La Casa Blanca sorprendió al mundo en la noche del jueves al anunciar que Trump había aceptado una oferta de Kim de un encuentro, que posiblemente será realizado hacia fines de mayo, para discutir la seguridad y la desnuclearización de la península coreana.

Ayer, en una nota oficial, Pence apuntó que la oferta de Kim de un encuentro con Trump era la “evidencia” de que la estrategia de la Casa Blanca de aislar al gobierno de Pyongyang había dado resultado.

De acuerdo con Pence, “los norcoreanos vienen a la mesa a pesar de que Estados Unidos no ha hecho ninguna concesión”.

Por ello, añadió el funcionario, la “campaña de máxima presión continuará hasta que Corea del Norte tome medidas concretas, permanentes y verificables para poner fin a su programa nuclear”.

Trump mantuvo ayer una conversación telefónica con el presidente chino Xi Jinping y acordaron con mantener las presiones.

“Los dos líderes saludaron la perspectiva de un diálogo entre Estados Unidos y Corea del Norte, y se comprometieron a mantener la presión y las sanciones” hasta que el gobierno de Pyongyang avance hacia una desnuclearización “completa, verificable e irreversible”.

Esta posición es compartida por uno de los principales aliados asiáticos de Washington, el gobierno de Japón, que también defendió la manutención de la política de presión sobre Pyongyang.

En un mensaje por televisión, el primer ministro surcoreano Shinzo Abe dijo que apreciaba “enormemente” el cambio de retórica por parte de Corea del Norte con relación a una desnuclearización, pero mantuvo la cautela.

“No hay un cambio en la política para Japón y Estados Unidos”, afirmó. “Vamos a seguir ejerciendo una presión máxima hasta que Corea del Norte tome acciones concretas hacia una desnuclearización de una forma que sea perfecta, verificable e irreversible”, dijo.

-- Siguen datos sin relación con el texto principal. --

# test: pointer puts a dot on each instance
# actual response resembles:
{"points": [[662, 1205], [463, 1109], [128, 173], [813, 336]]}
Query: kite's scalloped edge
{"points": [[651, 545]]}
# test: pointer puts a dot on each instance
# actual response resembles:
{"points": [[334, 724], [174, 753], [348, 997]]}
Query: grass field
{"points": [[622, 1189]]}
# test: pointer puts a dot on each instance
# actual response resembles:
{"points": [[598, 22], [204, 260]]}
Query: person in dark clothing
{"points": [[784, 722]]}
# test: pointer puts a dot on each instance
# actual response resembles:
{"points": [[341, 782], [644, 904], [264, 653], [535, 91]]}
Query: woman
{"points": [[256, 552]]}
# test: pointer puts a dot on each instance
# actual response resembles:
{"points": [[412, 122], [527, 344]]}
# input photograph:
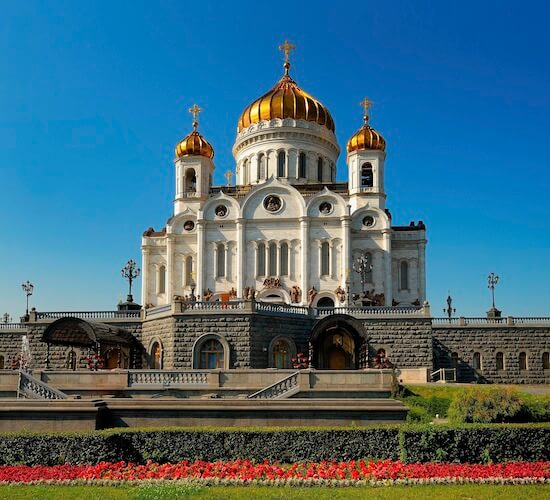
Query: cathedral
{"points": [[285, 269], [286, 232]]}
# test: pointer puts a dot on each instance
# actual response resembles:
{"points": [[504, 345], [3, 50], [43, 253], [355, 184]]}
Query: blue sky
{"points": [[93, 98]]}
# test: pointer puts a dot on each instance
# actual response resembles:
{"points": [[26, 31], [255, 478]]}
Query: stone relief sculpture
{"points": [[311, 294], [295, 295], [340, 294]]}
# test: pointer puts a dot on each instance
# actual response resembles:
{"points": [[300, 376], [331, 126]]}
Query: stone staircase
{"points": [[282, 389]]}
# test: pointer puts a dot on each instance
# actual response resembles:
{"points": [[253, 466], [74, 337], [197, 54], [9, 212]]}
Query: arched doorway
{"points": [[339, 343]]}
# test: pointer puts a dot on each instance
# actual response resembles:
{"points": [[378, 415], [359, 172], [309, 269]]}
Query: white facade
{"points": [[285, 229]]}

Para la Casa Blanca, la campaña de “presión máxima” incluyó también insistir ante China, un aliado de Corea del Norte, a asumir un papel más activo para convencer a Pyongyang a abandonar su programa de armas nucleares.

El presidente chino Xi Jinping ya expresó su esperanza en que “Estados Unidos y Corea del Norte entrarán en contacto y dialogarán lo antes posible”.

En Nueva York, el secretario general de la ONU, Antonio Guterres, saludó el “liderazgo y visión” exhibida por Trump y Kim en avanzar hacia un encuentro.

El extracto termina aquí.